Creato il 25 febbraio 2015 da Redatagli
Samantha Vita da Strega: sociologia spicciola dagli anni '60

Probabilmente sono poche le giovani donne a non aver mai visto una puntata di Vita da strega (Bewitched): la famosa serie televisiva americana in cui la strega Samantha si innamora dell’umano Darrin.
Otto stagioni (girate fra il 1964 e il 1972) di sfrenato romanticismo, in cui si respira un’atmosfera doppiamente onirica, fra l’ostentazione divertita della psichedelia anni Sessanta e la trasposizione su piccolo schermo del sogno americano.

In un certo senso, Vita da strega può apparire come una favola vecchia maniera. Darrin vuole una moglie e non una strega.
E Samantha fa di tutto per compiacerlo: decide perfino di provare a fare a meno dei suoi poteri pur di trasformarsi (magia a parte) nella compagna di vita che Darrin si aspetta. Una efficiente ed elegante donna di casa, affettuosa madre di famiglia, moglie fedele e felice. Il tutto senza trucchi. 
Visto che Darrin non è il più ricco petroliere delle Sette Sorelle, né il modello più sexy del secolo, viene spontaneo chiedersi: ma perché diavolo Samantha se lo sposa? Rinunciando così, fra l’altro, alla sua vita senza fatica (né sofferenza, né pelle a buccia d’arancia).

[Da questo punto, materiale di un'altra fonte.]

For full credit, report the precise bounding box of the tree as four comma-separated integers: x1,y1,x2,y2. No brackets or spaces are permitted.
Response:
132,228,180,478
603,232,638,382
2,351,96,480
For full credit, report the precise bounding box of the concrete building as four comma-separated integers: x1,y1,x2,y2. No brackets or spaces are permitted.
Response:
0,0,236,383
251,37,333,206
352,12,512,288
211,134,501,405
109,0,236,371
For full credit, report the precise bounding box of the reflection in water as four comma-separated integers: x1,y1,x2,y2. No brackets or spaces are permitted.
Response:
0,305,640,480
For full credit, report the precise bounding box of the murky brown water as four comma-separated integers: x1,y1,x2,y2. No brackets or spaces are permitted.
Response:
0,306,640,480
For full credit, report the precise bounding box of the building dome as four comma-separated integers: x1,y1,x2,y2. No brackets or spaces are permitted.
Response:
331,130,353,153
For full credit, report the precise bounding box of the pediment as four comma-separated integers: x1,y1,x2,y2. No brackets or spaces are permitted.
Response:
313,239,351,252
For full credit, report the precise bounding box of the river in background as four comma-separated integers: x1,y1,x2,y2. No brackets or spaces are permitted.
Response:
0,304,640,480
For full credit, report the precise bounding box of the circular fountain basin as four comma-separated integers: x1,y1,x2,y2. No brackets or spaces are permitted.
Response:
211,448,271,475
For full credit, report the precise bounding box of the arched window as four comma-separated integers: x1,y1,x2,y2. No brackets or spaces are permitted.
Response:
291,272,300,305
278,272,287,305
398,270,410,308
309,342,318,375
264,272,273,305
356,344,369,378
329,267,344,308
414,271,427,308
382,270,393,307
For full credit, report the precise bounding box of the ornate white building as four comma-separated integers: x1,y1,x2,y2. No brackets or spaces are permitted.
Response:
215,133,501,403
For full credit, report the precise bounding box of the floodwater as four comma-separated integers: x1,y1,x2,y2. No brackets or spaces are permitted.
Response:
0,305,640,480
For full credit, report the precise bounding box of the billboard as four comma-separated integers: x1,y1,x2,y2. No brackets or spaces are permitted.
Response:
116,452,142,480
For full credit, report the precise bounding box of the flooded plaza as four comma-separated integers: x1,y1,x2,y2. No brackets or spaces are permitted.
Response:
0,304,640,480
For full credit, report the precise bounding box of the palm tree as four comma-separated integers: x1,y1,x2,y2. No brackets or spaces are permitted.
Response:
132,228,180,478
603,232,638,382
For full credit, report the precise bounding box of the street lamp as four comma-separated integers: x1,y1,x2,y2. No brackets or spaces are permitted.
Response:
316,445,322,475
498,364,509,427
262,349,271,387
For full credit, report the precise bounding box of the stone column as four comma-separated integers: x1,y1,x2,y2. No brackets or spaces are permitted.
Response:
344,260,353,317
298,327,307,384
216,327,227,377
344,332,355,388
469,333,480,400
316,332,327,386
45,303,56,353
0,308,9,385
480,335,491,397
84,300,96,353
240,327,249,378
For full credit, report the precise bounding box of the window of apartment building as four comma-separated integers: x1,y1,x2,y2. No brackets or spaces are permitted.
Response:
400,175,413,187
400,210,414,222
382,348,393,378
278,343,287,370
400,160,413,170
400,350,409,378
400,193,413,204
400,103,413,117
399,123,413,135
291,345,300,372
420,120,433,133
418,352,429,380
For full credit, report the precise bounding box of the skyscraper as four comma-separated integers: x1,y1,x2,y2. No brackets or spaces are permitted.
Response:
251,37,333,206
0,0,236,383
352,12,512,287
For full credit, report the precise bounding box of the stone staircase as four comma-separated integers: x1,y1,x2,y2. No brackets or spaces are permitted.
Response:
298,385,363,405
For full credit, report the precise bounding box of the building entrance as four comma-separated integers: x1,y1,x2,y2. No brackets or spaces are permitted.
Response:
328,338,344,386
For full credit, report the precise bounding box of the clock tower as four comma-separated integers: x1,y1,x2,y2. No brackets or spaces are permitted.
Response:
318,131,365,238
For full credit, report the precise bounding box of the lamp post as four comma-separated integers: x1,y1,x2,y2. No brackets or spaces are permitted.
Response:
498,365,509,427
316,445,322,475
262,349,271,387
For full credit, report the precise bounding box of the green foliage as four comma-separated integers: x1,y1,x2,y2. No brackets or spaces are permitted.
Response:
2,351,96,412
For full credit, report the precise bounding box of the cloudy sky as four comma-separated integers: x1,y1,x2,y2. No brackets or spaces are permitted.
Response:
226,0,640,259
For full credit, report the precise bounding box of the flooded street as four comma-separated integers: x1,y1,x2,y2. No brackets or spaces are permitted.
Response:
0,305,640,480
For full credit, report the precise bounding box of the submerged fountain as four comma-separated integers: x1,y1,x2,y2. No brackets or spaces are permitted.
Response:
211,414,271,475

Samantha Vita da Strega: sociologia spicciola dagli anni '60

Credo si possa dire che lo fa per amore. Come se Samantha volesse suggerirci che le donne, streghe o meno, si sentano realizzate solo come mogli e madri, nel coronamento del loro sogno (c’è sempre un sogno) romantico. 
Tuttavia, se il sentimentalismo non vi commuove, vi propongo un’interpretazione alternativa, metaforica. Se escludiamo la possibilità che Samantha sia veramente una strega, che cosa resta?

Resta una donna migliore in tutto a suo marito. Samantha è più bella di Darrin, appare giovanissima, eppure ha vissuto molto più a lungo del suo compagno (per secoli, se vogliamo credere alla favola).
Perciò è più colta, ha più esperienza, conosce mille lingue.
Riesce a materializzare schioccando le dita cose che il marito non potrebbe mai ottenere in una vita intera di sacrifici.
Alla faccia del sogno americano e dell’etica del lavoro.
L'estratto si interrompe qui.